Final answer:
The probability of getting 100 heads in 100 tosses of a biased coin drawn from a bag with biases uniformly distributed between 0 and 1 requires integrating over all possible biases. Results from fair coin tosses hint at the improbability of this outcome according to the law of large numbers. Exact probabilities from Table 15.4 confirm the rarity of such an event.
Step-by-step explanation:
The student is asking about the probability of getting 100 heads when a randomly selected biased coin is tossed 100 times. The bias of the coin is described by a random variable from a uniform distribution between 0 and 1. To answer this question, we must consider the variable probability of the coin landing on heads. Each biased coin could have a different probability of landing heads, but without knowing the exact bias of the drawn coin, we calculate an overall probability of getting 100 heads in 100 tosses by integrating over all possible biases.

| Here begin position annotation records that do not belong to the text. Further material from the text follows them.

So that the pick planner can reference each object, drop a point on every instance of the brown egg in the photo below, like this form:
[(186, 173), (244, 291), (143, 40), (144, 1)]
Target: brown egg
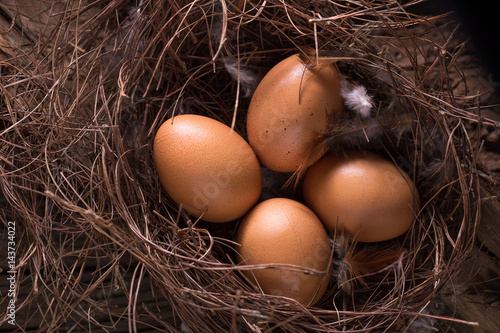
[(290, 110), (283, 231), (207, 168), (366, 195)]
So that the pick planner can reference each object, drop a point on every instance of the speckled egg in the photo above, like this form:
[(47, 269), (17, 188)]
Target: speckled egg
[(290, 111), (285, 232), (363, 194), (208, 168)]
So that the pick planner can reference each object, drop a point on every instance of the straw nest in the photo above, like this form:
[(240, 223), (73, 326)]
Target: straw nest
[(79, 109)]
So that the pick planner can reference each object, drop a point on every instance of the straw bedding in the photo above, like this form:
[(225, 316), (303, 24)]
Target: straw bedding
[(80, 104)]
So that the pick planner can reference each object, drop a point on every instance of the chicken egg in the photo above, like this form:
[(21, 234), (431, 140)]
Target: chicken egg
[(290, 111), (207, 167), (282, 231), (363, 194)]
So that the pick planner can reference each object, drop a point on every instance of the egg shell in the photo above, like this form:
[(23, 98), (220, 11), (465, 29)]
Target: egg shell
[(363, 194), (283, 231), (290, 110), (208, 168)]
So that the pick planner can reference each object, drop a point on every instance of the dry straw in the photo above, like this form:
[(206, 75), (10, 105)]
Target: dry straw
[(82, 98)]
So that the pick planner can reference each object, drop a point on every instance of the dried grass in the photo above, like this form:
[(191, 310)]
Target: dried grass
[(80, 107)]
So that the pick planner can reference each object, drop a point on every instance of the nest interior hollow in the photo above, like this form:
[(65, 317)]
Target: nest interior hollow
[(84, 93)]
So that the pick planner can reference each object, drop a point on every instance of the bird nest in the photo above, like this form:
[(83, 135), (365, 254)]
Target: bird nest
[(80, 105)]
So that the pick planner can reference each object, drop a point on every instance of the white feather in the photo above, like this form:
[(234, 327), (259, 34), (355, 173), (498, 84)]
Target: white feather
[(356, 98), (248, 79)]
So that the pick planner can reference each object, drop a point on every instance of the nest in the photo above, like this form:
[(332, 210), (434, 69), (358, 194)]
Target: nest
[(81, 104)]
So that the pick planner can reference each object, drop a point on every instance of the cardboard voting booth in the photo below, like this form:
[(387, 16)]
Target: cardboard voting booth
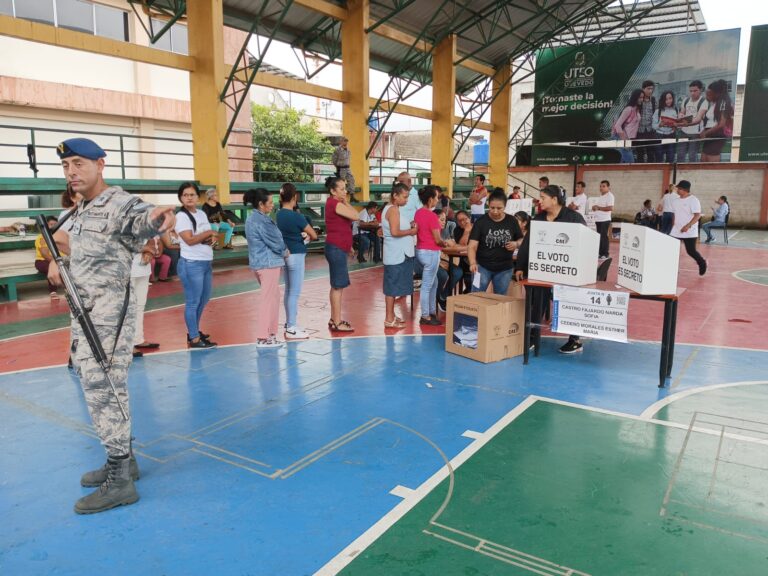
[(648, 260), (515, 206), (485, 327), (563, 253)]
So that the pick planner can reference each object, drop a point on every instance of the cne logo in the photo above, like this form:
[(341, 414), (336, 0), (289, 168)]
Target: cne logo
[(579, 75)]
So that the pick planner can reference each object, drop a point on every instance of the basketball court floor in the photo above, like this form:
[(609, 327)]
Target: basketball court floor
[(379, 453)]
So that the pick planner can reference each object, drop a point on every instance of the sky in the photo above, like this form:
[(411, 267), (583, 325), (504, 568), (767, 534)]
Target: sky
[(718, 14)]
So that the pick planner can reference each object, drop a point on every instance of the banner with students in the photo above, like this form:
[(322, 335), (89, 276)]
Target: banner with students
[(754, 124), (660, 99)]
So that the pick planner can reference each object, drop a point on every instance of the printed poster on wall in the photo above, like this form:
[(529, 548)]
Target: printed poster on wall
[(598, 314), (662, 99)]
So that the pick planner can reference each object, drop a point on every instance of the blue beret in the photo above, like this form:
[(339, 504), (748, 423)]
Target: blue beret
[(80, 147)]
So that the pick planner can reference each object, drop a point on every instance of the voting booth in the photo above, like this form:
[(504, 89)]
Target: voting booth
[(515, 206), (563, 253), (648, 260)]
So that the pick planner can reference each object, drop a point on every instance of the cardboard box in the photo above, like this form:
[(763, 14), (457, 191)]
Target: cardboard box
[(485, 327), (563, 253), (648, 260)]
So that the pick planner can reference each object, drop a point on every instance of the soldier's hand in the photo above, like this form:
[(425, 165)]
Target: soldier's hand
[(164, 215), (53, 274)]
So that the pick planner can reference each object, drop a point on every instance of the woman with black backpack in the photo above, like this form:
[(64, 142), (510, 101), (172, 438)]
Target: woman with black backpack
[(195, 269)]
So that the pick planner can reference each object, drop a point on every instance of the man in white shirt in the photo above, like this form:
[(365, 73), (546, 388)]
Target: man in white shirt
[(687, 210), (408, 212), (602, 209), (367, 227), (693, 109), (579, 201)]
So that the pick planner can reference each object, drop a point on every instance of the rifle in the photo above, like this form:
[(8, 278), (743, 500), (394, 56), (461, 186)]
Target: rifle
[(76, 305)]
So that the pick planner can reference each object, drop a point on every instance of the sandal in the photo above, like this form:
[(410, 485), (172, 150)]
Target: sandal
[(342, 326)]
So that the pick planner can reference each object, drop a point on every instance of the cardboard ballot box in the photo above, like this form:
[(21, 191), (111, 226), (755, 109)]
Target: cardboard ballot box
[(648, 260), (515, 206), (485, 327), (563, 253)]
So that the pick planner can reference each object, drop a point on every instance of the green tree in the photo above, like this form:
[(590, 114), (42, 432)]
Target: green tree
[(285, 148)]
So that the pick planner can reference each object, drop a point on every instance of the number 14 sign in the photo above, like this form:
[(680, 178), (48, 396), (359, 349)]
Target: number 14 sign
[(597, 314)]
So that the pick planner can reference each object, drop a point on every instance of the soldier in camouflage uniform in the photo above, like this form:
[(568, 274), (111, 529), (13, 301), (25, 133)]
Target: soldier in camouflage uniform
[(340, 159), (108, 227)]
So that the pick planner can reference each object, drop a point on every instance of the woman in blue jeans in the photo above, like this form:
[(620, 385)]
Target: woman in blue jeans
[(428, 244), (295, 229), (196, 239), (492, 244)]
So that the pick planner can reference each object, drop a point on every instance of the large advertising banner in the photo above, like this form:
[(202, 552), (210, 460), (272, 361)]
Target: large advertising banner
[(667, 99), (754, 124)]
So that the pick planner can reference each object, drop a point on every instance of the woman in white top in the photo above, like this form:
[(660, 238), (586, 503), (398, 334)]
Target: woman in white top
[(196, 239)]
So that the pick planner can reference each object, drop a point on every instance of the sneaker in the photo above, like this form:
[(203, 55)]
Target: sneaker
[(295, 333), (201, 344), (270, 342), (571, 347)]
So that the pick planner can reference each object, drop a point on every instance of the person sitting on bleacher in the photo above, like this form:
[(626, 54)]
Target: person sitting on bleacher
[(43, 256), (219, 220)]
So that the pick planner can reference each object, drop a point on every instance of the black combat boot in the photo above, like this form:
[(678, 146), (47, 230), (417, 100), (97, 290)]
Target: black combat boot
[(117, 489), (97, 477)]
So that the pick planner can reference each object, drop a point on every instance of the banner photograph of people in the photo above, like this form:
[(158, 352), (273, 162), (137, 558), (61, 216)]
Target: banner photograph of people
[(668, 99)]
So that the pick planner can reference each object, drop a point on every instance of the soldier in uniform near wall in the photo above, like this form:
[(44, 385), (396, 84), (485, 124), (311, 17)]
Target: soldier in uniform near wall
[(109, 226), (340, 159)]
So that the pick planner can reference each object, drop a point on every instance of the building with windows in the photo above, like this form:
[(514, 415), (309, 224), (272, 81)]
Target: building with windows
[(141, 112)]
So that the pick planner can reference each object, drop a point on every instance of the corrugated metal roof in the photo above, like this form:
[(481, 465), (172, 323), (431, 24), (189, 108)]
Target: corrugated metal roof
[(490, 31)]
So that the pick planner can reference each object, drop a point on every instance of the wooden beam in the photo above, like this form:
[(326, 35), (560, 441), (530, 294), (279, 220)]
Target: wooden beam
[(326, 8), (298, 86), (396, 35), (63, 38)]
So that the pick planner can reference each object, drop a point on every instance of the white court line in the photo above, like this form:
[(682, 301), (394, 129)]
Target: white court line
[(401, 491), (654, 408), (348, 554), (343, 558)]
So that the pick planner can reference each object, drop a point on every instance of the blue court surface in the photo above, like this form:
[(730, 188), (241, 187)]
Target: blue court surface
[(272, 462)]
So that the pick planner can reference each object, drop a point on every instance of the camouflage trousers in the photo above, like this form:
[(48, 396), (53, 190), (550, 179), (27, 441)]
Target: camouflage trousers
[(113, 430), (346, 175)]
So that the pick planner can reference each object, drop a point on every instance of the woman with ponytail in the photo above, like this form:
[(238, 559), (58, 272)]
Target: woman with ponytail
[(266, 257), (339, 216)]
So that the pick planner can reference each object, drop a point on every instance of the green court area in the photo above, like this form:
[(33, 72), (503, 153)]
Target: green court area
[(564, 490)]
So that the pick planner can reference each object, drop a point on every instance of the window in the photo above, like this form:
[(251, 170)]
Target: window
[(75, 15), (173, 40), (179, 39), (37, 10), (6, 7), (80, 15), (111, 23)]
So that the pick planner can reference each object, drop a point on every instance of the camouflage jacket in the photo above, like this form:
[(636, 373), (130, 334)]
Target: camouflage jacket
[(105, 234)]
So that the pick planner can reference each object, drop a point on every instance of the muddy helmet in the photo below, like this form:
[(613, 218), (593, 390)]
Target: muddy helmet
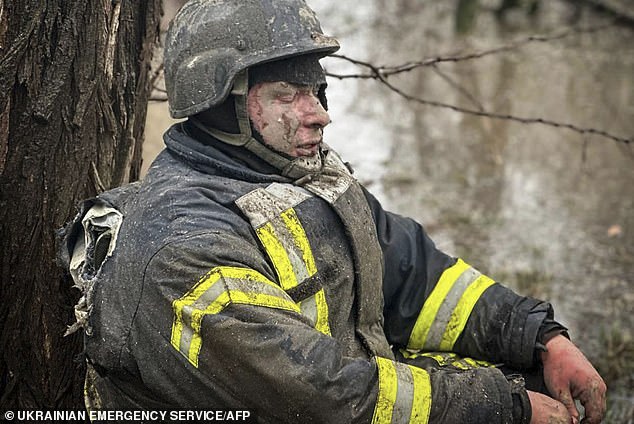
[(210, 42)]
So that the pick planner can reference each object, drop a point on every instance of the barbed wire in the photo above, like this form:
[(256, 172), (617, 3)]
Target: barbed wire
[(386, 70), (508, 117), (381, 74)]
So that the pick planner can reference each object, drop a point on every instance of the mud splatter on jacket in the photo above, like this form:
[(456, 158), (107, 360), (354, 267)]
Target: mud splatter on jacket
[(222, 286)]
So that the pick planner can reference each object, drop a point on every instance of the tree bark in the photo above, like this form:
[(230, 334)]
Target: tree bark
[(74, 86)]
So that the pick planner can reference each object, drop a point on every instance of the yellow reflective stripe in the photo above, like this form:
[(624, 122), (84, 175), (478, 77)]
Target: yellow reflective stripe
[(388, 388), (463, 310), (432, 304), (404, 394), (228, 298), (421, 405), (278, 256), (299, 237), (207, 297)]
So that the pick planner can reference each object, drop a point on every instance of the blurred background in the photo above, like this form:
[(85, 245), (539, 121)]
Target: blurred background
[(544, 208)]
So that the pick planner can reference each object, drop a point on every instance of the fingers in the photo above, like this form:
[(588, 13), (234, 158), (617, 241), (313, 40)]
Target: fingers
[(594, 401), (546, 410), (565, 397)]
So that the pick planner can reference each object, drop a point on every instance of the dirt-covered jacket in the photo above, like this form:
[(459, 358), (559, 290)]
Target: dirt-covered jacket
[(215, 284)]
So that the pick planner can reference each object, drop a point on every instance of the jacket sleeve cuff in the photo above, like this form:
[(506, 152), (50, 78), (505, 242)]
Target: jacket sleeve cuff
[(521, 410)]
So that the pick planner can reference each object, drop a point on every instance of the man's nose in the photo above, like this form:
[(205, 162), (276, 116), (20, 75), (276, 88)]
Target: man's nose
[(313, 113)]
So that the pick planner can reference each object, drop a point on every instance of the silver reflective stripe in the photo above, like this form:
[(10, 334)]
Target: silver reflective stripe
[(405, 397), (331, 185), (290, 195), (272, 215), (259, 206), (438, 327)]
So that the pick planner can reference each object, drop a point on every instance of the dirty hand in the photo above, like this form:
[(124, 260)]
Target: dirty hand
[(569, 375), (546, 410)]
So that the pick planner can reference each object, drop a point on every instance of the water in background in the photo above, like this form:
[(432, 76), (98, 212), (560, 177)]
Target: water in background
[(546, 210)]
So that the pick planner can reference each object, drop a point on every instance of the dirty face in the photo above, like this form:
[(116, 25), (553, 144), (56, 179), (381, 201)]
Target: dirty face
[(289, 117)]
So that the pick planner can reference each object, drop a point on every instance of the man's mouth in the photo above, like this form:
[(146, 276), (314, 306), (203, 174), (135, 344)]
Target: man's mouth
[(308, 148)]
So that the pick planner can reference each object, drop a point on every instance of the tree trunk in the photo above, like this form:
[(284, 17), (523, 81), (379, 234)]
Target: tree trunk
[(74, 85)]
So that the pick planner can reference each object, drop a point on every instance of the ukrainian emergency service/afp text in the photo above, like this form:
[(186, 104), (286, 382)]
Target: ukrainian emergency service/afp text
[(128, 416)]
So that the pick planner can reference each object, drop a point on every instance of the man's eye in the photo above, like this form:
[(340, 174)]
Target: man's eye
[(287, 98)]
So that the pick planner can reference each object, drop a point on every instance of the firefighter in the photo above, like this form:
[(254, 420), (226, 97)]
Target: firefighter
[(251, 270)]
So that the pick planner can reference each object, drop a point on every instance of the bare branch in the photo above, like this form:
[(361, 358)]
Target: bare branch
[(381, 73), (387, 71), (492, 115), (461, 89)]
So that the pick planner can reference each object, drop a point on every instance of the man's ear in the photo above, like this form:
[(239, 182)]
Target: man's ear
[(321, 95)]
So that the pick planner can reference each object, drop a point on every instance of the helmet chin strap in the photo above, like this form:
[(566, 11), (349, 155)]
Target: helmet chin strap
[(289, 167)]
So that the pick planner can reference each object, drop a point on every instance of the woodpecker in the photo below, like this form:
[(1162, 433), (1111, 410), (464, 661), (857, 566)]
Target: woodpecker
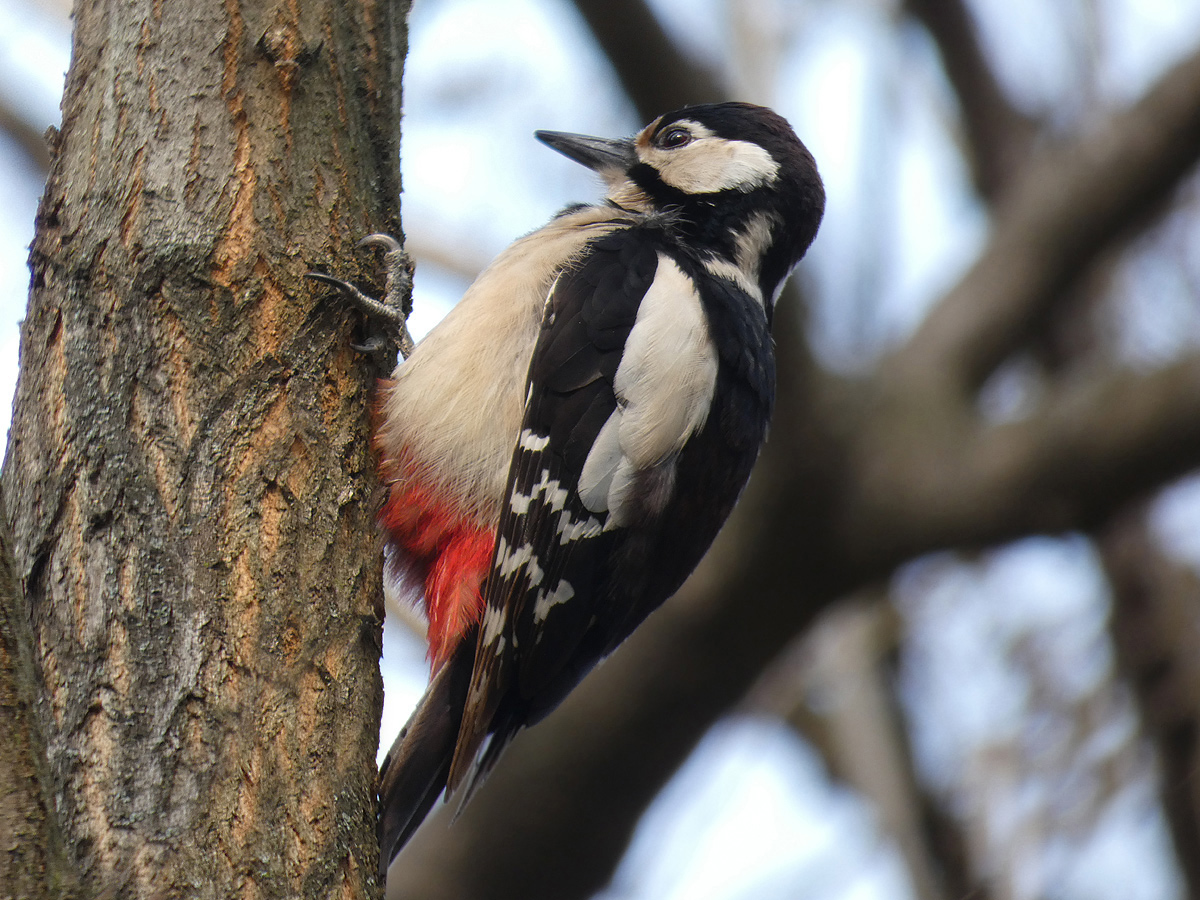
[(564, 447)]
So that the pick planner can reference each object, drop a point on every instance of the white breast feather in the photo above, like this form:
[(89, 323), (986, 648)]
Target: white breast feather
[(465, 382), (664, 389)]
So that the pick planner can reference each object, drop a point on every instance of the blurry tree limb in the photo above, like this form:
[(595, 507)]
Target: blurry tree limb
[(997, 135), (858, 477), (833, 688), (655, 73), (1156, 610), (1066, 207)]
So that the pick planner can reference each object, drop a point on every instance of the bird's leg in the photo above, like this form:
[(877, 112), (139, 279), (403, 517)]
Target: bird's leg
[(393, 310)]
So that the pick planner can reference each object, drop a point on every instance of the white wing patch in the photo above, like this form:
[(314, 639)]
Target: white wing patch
[(664, 389), (549, 599)]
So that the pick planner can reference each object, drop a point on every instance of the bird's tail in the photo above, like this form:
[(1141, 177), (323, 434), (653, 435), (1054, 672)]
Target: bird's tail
[(415, 769)]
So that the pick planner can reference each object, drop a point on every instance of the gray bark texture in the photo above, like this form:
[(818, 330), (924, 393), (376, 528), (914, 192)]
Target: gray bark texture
[(191, 496)]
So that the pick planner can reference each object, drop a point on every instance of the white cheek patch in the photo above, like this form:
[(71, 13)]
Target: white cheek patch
[(713, 165)]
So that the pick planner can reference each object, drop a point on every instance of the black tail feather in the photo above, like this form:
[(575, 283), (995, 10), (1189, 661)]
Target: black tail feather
[(414, 772)]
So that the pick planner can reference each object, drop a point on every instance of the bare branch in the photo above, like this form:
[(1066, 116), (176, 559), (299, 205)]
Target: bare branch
[(1053, 223), (997, 133), (1153, 633), (655, 75)]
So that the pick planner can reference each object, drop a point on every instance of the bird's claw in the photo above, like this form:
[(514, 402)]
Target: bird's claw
[(394, 307)]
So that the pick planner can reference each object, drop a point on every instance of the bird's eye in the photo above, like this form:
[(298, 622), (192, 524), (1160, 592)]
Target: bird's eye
[(675, 138)]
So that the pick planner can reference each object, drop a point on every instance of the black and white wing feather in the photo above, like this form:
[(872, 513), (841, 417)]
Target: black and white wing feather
[(622, 376)]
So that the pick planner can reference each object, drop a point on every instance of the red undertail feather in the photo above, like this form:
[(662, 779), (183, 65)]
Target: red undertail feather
[(448, 552)]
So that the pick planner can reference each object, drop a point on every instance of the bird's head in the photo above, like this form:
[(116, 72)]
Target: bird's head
[(736, 181)]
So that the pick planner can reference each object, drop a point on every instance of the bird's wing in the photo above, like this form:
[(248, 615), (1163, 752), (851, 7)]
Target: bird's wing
[(622, 375)]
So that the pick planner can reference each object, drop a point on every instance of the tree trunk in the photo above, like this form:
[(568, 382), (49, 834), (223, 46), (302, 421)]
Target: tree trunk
[(189, 480)]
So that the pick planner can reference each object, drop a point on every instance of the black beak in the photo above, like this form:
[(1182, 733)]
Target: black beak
[(600, 155)]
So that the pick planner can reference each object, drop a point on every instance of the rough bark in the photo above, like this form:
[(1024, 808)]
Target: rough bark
[(1156, 629), (655, 73), (33, 859), (189, 485)]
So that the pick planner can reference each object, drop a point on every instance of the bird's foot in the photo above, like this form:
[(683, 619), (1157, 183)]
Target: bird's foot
[(391, 311)]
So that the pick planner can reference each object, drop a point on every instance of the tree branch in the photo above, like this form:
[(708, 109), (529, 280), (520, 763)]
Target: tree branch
[(839, 499), (1054, 221), (997, 135), (655, 73)]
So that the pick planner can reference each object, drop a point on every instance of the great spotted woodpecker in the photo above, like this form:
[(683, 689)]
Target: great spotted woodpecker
[(562, 449)]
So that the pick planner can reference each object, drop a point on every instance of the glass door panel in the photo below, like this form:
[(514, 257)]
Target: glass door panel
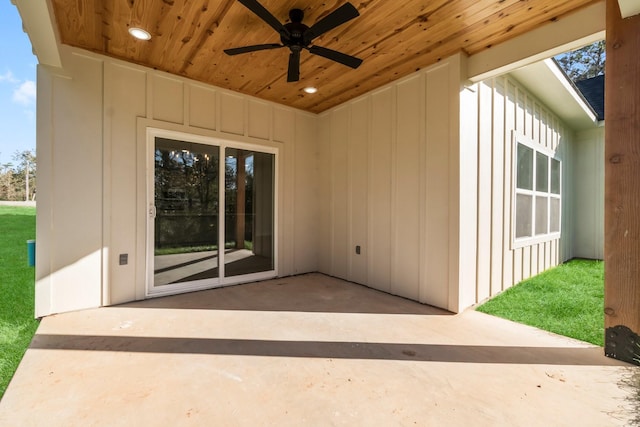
[(186, 212), (249, 212)]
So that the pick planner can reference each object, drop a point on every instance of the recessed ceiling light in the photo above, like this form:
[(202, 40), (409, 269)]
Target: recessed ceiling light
[(139, 33)]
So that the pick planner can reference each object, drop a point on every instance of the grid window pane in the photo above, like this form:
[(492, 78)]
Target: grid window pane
[(525, 167), (555, 176), (524, 206), (542, 172), (555, 215), (542, 209)]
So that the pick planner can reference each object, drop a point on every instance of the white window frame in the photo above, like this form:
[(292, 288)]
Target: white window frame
[(549, 235)]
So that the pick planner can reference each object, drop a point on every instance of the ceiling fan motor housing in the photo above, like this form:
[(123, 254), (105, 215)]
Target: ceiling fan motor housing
[(295, 30)]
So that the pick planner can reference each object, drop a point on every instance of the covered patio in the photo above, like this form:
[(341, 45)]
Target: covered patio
[(308, 350)]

However, the provided information from other contexts gives us insights into probability and expected outcomes but does not directly answer the question about the biased coin. We do know that in large numbers of coin tosses, a fair coin will tend towards a 50/50 distribution of heads and tails due to the law of large numbers.
From Table 15.4, we can infer that getting 100 heads in 100 tosses is very unlikely, as the number of microstates for such an event is extremely low compared to other more balanced outcomes.